QMAXENT There are a host of question-type dialog tags in the SwDA. To what extent are they distinguishable and predictable?

  1. Select a coherent subset of the q-type tags, taking into consideration their relationships as well as more practical issues like the number of tokens representing each. Feel free to pool them into groups (e.g. rhetorical vs. information-seeking). Keep in mind that large imbalances in class sizes can be problematic for classifiers.
  2. Build a function that maps swda.Utterance instances to feature dictionaries. (The function will resemble this one but be defined for swda.Utterance instances, rather than iqap.Item instances). Motivate the subfunctions that comprise your function.
  3. Modify IqapClassifier so that it works with swda.CorpusReader instances rather than iqap.IqapCorpusReader instances. (This is a thorough overhaul but the changes are pretty straightforward. An ambitious but useful extension: create a class that works with a wide range of corpus types.)
  4. Run an experiment with your classifier, report the results, and do some error analysis, searching in particular for places where the model seems to fail.

This project has about the scope of an ACL paper, which is a lot but which also suggests a potential submission.

CLAUSETYPING The SwDA clause-typing experiment looked at the extent to which polar interrogative forms match pragmatic function (dialog act). Conduct and describe a similar experiment for another (clause-type, dialog-act) pair, and explain how the results are relevant for research concerning the relationship between syntactic structures and pragmatic functions.

CLAUSETYPES2ACTS This exploratory section of the clause-typing page defines speaker and hearer prespectives on the associations between clause-types (syntax) and dialog acts (pragmatics).
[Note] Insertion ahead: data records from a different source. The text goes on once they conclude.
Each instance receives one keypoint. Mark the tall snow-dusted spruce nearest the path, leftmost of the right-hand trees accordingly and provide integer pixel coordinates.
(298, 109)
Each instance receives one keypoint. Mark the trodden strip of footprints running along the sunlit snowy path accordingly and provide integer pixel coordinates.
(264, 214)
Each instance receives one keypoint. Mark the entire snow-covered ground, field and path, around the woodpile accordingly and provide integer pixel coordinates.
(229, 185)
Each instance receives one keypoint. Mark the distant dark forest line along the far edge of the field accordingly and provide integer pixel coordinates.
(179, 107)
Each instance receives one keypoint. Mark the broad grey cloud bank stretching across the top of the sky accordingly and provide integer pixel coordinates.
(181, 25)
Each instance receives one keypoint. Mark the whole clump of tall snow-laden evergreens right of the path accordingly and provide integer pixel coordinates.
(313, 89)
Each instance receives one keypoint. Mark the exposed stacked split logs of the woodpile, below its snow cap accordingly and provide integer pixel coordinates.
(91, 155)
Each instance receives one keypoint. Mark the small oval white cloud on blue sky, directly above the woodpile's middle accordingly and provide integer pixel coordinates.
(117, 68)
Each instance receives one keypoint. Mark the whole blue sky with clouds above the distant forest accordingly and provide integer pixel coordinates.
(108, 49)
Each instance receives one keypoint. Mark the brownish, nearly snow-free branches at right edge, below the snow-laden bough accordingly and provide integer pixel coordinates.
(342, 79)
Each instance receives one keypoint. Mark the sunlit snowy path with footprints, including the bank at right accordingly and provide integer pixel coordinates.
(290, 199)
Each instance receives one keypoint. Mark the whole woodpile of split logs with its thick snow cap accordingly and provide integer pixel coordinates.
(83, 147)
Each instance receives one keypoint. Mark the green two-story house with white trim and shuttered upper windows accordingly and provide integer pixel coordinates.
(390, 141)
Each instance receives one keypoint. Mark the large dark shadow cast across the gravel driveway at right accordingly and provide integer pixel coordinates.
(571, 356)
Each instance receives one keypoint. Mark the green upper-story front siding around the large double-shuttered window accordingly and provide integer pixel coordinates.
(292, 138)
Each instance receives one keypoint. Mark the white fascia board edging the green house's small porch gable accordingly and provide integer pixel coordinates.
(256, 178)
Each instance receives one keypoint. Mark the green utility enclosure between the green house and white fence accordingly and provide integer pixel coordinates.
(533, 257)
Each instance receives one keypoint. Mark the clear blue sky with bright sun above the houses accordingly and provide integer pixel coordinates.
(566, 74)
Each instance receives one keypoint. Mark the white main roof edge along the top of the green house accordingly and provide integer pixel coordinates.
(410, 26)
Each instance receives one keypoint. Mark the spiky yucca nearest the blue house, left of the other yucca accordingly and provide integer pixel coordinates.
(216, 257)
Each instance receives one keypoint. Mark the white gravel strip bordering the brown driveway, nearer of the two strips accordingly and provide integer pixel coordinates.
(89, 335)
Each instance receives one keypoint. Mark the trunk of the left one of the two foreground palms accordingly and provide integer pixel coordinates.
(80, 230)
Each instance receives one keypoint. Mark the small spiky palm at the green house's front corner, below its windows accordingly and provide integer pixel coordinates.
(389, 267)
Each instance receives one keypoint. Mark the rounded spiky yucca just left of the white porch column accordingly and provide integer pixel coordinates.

It seems there should be some deep points of alignment between these two distributions. After all, we are all both speakers and hearers, and part of playing those roles is anticipating what the person in the other role will do and then adjusting one's behavior (in production or generation) accordingly. What is the precise nature of this alignment? (This is a very open-ended and vague question; part of the project would involve making it more precise and manageable.)

CLUSTER The SwDA clustering section used the k-means algorithm to analyze what dialog act tags can tell us about word meanings. As noted in the analysis section, the hard-clustering that k-means performs is not ideal, since it cannot handle ambiguity. Pantel and Lin (2002) describe a non-hierarchical soft-clustering algorithm that might be better for this purpose. Implement their algorithm and informally assess how it does. (If your implementation extends SwdaWordTagClusterer in swda_wordtag_clusterer.py, then you should be able to use its matrix-building functionality.)
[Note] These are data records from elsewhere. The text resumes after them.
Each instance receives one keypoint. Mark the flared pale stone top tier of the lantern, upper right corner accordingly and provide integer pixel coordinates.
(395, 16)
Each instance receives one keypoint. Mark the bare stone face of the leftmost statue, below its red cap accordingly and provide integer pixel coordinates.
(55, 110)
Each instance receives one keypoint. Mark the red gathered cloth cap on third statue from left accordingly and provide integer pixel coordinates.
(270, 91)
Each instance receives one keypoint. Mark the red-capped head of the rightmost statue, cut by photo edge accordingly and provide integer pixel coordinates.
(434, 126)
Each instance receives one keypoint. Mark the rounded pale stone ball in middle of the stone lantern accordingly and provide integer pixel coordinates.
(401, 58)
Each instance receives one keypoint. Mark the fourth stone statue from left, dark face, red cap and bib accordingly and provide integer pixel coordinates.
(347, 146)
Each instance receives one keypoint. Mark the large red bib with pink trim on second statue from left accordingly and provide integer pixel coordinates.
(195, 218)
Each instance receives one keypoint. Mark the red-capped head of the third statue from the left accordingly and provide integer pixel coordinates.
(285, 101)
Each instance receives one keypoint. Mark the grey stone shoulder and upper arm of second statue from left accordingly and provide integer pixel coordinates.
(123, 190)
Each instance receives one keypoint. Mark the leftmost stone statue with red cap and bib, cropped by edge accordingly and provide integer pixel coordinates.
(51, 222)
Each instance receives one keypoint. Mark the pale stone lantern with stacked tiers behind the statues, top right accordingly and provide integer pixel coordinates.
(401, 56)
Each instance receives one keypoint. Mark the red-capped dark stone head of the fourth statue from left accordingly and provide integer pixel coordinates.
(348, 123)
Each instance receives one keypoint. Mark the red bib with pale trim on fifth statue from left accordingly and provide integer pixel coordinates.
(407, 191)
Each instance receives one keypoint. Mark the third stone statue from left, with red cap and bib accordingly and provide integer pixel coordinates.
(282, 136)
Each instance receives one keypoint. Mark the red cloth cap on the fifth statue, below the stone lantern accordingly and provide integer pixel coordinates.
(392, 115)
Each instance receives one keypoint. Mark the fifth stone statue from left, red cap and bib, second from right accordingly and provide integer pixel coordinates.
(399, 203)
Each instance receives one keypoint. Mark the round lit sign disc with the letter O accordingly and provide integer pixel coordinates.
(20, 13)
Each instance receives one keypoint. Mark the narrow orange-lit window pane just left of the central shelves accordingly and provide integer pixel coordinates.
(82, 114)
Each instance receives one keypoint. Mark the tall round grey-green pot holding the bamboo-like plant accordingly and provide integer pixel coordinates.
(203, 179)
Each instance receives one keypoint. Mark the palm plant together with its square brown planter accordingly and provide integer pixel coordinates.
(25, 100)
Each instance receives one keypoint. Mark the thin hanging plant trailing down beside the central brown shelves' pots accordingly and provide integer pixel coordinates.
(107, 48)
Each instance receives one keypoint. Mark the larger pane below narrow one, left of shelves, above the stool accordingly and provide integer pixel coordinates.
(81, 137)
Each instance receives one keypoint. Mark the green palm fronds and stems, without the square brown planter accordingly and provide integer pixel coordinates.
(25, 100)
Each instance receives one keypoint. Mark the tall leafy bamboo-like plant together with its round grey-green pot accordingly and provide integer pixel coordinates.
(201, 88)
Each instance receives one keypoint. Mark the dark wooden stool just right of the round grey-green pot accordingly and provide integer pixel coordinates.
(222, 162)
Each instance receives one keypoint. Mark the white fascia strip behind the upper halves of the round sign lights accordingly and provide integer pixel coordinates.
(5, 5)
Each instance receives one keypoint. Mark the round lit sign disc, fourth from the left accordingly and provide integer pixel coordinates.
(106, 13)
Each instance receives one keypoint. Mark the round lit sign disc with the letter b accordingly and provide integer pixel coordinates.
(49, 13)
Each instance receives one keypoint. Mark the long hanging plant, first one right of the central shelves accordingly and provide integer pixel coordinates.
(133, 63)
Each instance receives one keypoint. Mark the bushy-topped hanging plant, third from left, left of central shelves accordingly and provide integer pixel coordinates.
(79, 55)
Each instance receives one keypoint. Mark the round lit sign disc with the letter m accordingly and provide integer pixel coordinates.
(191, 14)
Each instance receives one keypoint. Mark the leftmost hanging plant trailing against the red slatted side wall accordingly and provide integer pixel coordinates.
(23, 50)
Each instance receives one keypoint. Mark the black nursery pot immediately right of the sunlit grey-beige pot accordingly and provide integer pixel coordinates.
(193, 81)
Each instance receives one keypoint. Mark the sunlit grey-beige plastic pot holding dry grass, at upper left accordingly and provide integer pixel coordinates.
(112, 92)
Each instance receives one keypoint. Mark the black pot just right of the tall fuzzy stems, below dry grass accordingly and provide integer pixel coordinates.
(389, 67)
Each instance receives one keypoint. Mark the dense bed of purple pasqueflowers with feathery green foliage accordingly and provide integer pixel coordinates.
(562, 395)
NONCANON What is the relationship between non-canonical clause types and discourse coherence?

  1. Write a function that identifies the clause type or types you are interested in, and evaluate the function for precision and recall.
  2. Select an annotation from the PDTB 2.0 that you want to predict. The likely contenders are, I think, Relation, ConnHeadSemClass1, or some clustering of conn_str(), but others might be worth looking at too.
  3. Explore the correlation between the values of your clause-typing function and the PDTB variable you chose. To what extent are they related? (Or, to what extent is their relationship evident from your analysis?) Are there areas (combinations of elements) for which the association is very strong (weak)?